A decreased time to enteral feeding was also noted by Adzick et al.9 in their review of six patients. They performed tapering duodenoplasty in patients with a megaduodenum measuring ≥5 cm. Using this technique, they initiated feeding within <7 days in these patients, suggesting a faster time to return of normal bowel motility, consistent with our results.9 In our study, tapering was left to the discretion of the surgeon, but those who chose to taper based their decision on a 4:1 mismatch of proximal:distal bowel. Weisgerber and Boureau10 also demonstrated a shorter time to initiation of enteral feeding. Other techniques of duodenoduodenostomy without tapering have shown similarly high rates of reoperation for duodenal dilation and bowel dysmotility ranging from 4% to 18%.2,11 Notably, however, these studies are older; therefore, most of the duodenoduodenostomies were side-to-side rather than diamond-shaped, whereas most of the patients in our study underwent diamond-shaped duodenoduodenostomies.

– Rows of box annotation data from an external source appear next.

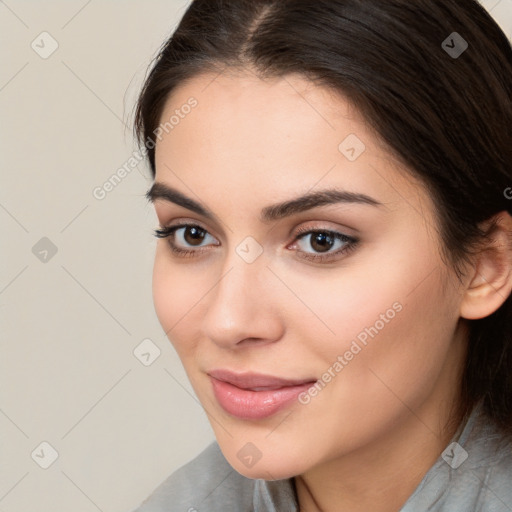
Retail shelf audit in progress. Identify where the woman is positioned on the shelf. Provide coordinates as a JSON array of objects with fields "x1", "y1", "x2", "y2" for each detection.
[{"x1": 130, "y1": 0, "x2": 512, "y2": 512}]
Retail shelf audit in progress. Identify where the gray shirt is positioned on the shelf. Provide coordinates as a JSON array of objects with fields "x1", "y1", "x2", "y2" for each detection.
[{"x1": 133, "y1": 407, "x2": 512, "y2": 512}]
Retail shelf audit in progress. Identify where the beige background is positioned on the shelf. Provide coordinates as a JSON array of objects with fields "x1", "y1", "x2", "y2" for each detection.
[{"x1": 0, "y1": 0, "x2": 512, "y2": 512}]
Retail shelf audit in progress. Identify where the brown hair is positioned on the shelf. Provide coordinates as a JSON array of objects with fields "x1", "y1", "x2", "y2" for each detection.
[{"x1": 135, "y1": 0, "x2": 512, "y2": 434}]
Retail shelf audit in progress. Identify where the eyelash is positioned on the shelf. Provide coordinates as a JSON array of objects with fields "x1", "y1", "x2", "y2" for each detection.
[{"x1": 154, "y1": 223, "x2": 359, "y2": 263}]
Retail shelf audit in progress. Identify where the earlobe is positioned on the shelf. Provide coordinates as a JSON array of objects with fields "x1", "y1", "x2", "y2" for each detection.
[{"x1": 460, "y1": 211, "x2": 512, "y2": 320}]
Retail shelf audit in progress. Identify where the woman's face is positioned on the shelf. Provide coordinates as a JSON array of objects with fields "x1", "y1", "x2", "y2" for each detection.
[{"x1": 151, "y1": 74, "x2": 464, "y2": 479}]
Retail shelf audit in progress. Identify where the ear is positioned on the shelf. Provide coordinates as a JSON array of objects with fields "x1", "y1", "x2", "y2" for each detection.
[{"x1": 460, "y1": 211, "x2": 512, "y2": 320}]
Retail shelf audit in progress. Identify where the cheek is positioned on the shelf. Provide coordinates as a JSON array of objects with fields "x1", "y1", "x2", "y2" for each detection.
[{"x1": 153, "y1": 248, "x2": 204, "y2": 352}]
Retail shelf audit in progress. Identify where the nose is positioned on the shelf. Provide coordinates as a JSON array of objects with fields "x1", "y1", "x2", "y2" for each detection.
[{"x1": 200, "y1": 255, "x2": 284, "y2": 349}]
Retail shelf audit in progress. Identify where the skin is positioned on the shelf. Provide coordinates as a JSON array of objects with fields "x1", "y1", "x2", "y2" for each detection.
[{"x1": 147, "y1": 72, "x2": 511, "y2": 512}]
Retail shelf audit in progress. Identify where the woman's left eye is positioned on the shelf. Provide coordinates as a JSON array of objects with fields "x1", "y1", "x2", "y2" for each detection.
[{"x1": 154, "y1": 224, "x2": 358, "y2": 262}]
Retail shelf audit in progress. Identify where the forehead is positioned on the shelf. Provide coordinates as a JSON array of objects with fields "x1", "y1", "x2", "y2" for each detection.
[{"x1": 155, "y1": 69, "x2": 430, "y2": 212}]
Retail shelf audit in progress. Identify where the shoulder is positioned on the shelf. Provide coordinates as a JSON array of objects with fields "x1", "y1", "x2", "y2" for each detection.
[
  {"x1": 402, "y1": 414, "x2": 512, "y2": 512},
  {"x1": 133, "y1": 441, "x2": 255, "y2": 512}
]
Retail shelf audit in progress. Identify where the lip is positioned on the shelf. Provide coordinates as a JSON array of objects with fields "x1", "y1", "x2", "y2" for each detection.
[{"x1": 208, "y1": 370, "x2": 316, "y2": 420}]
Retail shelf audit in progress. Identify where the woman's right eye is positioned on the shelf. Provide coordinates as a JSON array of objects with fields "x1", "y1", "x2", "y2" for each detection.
[{"x1": 154, "y1": 224, "x2": 218, "y2": 256}]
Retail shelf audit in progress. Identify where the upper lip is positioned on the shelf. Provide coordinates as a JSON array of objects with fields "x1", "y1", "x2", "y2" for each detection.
[{"x1": 208, "y1": 369, "x2": 316, "y2": 389}]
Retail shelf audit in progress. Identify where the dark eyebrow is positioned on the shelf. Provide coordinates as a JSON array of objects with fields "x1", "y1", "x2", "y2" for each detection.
[{"x1": 146, "y1": 182, "x2": 382, "y2": 222}]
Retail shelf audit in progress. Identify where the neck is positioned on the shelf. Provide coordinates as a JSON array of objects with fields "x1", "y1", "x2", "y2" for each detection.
[{"x1": 294, "y1": 324, "x2": 462, "y2": 512}]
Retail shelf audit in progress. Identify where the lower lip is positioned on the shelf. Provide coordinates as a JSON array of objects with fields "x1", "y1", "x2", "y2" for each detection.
[{"x1": 210, "y1": 377, "x2": 314, "y2": 420}]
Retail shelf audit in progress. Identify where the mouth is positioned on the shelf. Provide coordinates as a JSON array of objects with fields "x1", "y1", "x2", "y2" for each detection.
[{"x1": 208, "y1": 370, "x2": 316, "y2": 420}]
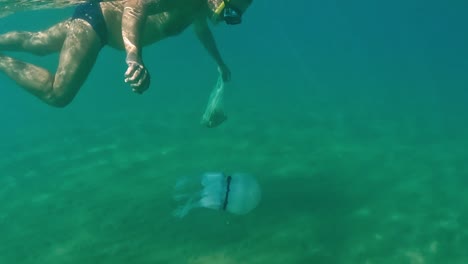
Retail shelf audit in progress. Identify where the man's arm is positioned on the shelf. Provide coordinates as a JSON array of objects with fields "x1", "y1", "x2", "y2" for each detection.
[
  {"x1": 193, "y1": 18, "x2": 231, "y2": 81},
  {"x1": 122, "y1": 0, "x2": 150, "y2": 93},
  {"x1": 122, "y1": 0, "x2": 171, "y2": 93}
]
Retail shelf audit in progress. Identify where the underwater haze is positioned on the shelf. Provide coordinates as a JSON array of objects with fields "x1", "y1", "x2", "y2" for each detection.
[{"x1": 0, "y1": 0, "x2": 468, "y2": 264}]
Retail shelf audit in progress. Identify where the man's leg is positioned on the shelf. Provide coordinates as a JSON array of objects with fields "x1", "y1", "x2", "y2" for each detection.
[
  {"x1": 0, "y1": 19, "x2": 101, "y2": 107},
  {"x1": 0, "y1": 20, "x2": 71, "y2": 56}
]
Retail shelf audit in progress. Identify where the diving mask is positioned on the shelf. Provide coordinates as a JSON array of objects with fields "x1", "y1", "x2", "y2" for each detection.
[{"x1": 215, "y1": 0, "x2": 242, "y2": 25}]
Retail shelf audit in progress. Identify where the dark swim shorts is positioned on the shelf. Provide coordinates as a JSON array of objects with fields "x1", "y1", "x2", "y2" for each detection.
[{"x1": 72, "y1": 0, "x2": 107, "y2": 46}]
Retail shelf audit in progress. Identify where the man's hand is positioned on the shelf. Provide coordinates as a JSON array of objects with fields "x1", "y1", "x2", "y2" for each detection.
[
  {"x1": 218, "y1": 64, "x2": 231, "y2": 82},
  {"x1": 125, "y1": 61, "x2": 151, "y2": 94}
]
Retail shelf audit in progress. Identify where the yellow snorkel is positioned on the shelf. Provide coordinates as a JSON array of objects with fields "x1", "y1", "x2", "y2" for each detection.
[{"x1": 214, "y1": 0, "x2": 229, "y2": 17}]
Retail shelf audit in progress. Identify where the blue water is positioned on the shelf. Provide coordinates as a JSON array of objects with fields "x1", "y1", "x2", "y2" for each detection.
[{"x1": 0, "y1": 0, "x2": 468, "y2": 264}]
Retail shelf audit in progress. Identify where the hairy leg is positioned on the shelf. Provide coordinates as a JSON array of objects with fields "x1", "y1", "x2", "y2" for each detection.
[
  {"x1": 0, "y1": 19, "x2": 101, "y2": 107},
  {"x1": 0, "y1": 20, "x2": 71, "y2": 56}
]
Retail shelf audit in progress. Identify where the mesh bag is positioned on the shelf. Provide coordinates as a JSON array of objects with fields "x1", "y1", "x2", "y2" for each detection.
[{"x1": 201, "y1": 74, "x2": 227, "y2": 127}]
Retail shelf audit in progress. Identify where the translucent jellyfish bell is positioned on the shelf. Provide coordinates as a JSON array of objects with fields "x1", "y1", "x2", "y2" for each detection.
[{"x1": 174, "y1": 172, "x2": 261, "y2": 218}]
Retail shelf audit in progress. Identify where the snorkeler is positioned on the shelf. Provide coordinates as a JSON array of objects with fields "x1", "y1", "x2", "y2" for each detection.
[{"x1": 0, "y1": 0, "x2": 252, "y2": 107}]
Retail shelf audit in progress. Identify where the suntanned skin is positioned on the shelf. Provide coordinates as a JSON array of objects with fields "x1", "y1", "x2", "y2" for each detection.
[{"x1": 0, "y1": 0, "x2": 251, "y2": 107}]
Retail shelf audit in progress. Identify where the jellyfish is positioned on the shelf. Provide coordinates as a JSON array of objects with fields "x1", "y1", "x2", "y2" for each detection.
[{"x1": 174, "y1": 172, "x2": 261, "y2": 218}]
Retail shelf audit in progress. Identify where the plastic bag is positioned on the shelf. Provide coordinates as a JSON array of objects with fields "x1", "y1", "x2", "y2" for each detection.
[{"x1": 201, "y1": 74, "x2": 227, "y2": 128}]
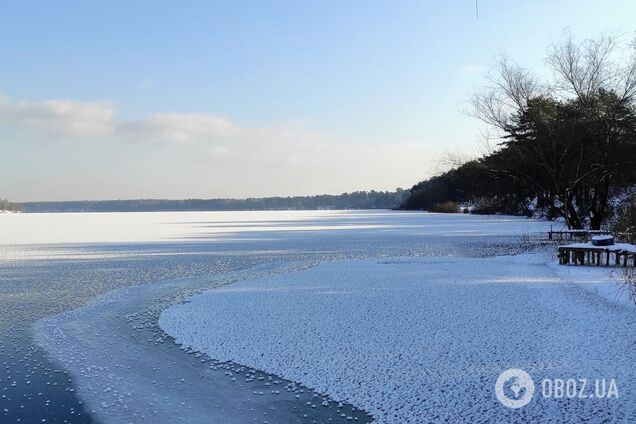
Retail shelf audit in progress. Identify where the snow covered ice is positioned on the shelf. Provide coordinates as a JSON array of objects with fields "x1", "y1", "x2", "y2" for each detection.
[
  {"x1": 160, "y1": 256, "x2": 636, "y2": 423},
  {"x1": 0, "y1": 211, "x2": 636, "y2": 423}
]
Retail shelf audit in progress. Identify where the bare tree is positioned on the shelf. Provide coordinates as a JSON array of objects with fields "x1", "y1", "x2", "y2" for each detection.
[{"x1": 471, "y1": 34, "x2": 636, "y2": 228}]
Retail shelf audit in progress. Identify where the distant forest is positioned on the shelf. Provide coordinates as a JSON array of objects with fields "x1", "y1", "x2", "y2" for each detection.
[
  {"x1": 402, "y1": 36, "x2": 636, "y2": 229},
  {"x1": 0, "y1": 199, "x2": 22, "y2": 212},
  {"x1": 21, "y1": 189, "x2": 408, "y2": 213}
]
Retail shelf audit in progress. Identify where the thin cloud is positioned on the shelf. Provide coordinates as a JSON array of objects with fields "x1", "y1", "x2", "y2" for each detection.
[{"x1": 0, "y1": 97, "x2": 115, "y2": 138}]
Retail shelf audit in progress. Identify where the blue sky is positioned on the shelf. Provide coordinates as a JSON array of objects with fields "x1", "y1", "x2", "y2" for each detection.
[{"x1": 0, "y1": 0, "x2": 636, "y2": 200}]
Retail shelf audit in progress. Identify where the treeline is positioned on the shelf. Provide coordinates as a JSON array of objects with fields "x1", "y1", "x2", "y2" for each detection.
[
  {"x1": 22, "y1": 189, "x2": 408, "y2": 213},
  {"x1": 0, "y1": 199, "x2": 22, "y2": 212},
  {"x1": 402, "y1": 33, "x2": 636, "y2": 229}
]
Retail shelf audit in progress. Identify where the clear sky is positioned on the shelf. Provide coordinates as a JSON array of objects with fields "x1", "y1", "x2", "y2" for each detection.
[{"x1": 0, "y1": 0, "x2": 636, "y2": 201}]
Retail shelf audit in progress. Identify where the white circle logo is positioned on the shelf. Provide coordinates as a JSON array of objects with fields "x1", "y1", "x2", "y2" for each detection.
[{"x1": 495, "y1": 368, "x2": 534, "y2": 409}]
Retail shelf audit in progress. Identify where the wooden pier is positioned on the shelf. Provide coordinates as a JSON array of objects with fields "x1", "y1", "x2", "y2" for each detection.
[
  {"x1": 548, "y1": 228, "x2": 612, "y2": 241},
  {"x1": 559, "y1": 243, "x2": 636, "y2": 268}
]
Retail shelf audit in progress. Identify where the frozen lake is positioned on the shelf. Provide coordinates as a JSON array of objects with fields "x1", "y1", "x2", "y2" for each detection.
[{"x1": 0, "y1": 211, "x2": 633, "y2": 423}]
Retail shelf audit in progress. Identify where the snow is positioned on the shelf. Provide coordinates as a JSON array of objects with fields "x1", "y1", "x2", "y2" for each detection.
[
  {"x1": 18, "y1": 211, "x2": 636, "y2": 423},
  {"x1": 159, "y1": 255, "x2": 636, "y2": 423},
  {"x1": 559, "y1": 242, "x2": 636, "y2": 253}
]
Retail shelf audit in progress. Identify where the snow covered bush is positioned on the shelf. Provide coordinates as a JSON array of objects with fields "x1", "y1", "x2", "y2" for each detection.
[{"x1": 623, "y1": 268, "x2": 636, "y2": 303}]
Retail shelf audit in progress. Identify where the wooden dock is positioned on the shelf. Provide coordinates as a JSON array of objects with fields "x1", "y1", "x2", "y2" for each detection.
[
  {"x1": 559, "y1": 243, "x2": 636, "y2": 268},
  {"x1": 548, "y1": 228, "x2": 612, "y2": 241}
]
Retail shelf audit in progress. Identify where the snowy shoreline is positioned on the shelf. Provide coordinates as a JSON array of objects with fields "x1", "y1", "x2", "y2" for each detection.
[{"x1": 19, "y1": 212, "x2": 634, "y2": 423}]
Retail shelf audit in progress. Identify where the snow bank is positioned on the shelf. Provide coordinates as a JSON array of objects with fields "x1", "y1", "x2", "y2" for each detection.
[{"x1": 159, "y1": 255, "x2": 636, "y2": 423}]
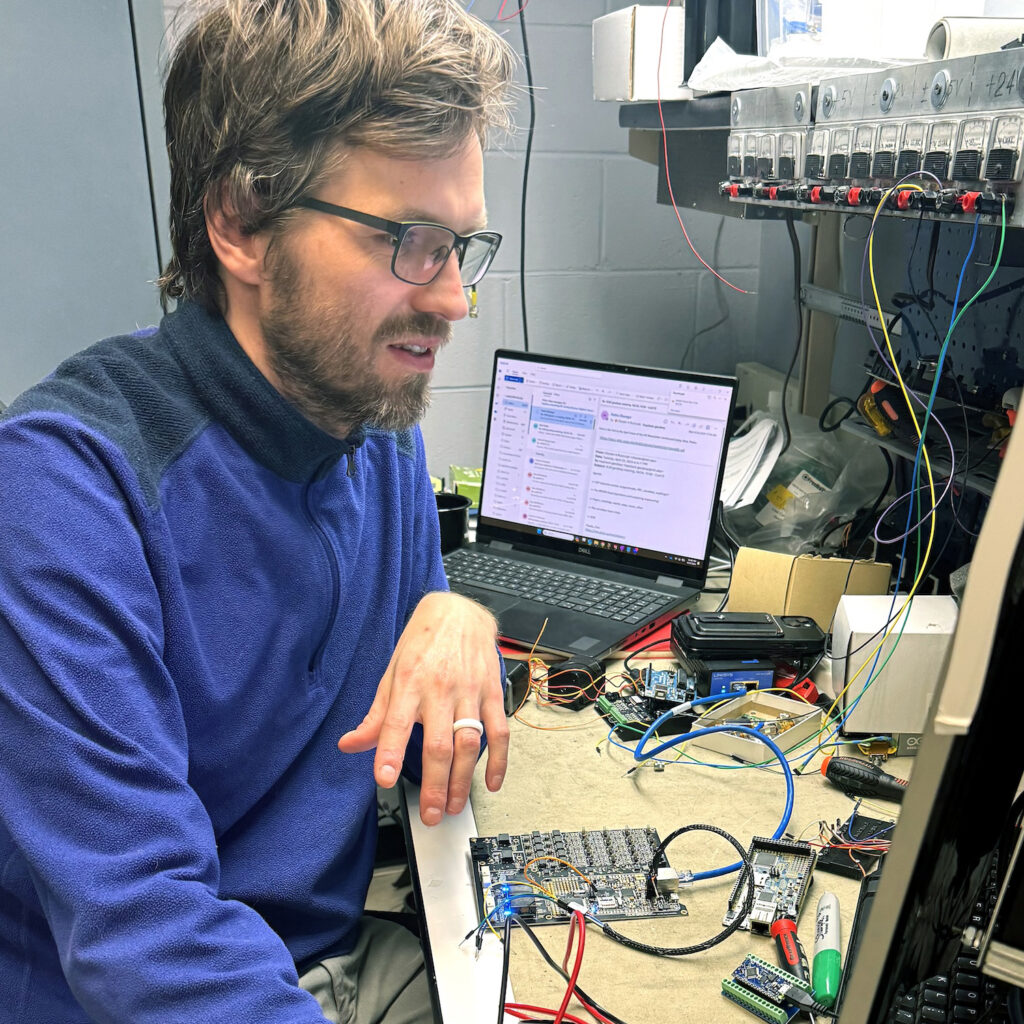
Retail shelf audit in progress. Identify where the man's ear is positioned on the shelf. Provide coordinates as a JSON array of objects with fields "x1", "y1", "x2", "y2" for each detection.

The optimal surgical technique for congenital duodenal obstruction continues to evolve. Although limited by its small sample size and retrospective nature, this study highlights the potential benefit of tapering duodenoplasty as an adjunct in patients with megaduodenum with respect to the time to full enteral feeding as well as a lower rate of reintervention for bowel dysmotility and duodenal dilation.

Declaration of conflicting interest

The authors declare that there is no conflict of interest.

Funding

This research received no specific grant from any funding agency in the public, commercial, or not-for-profit sectors.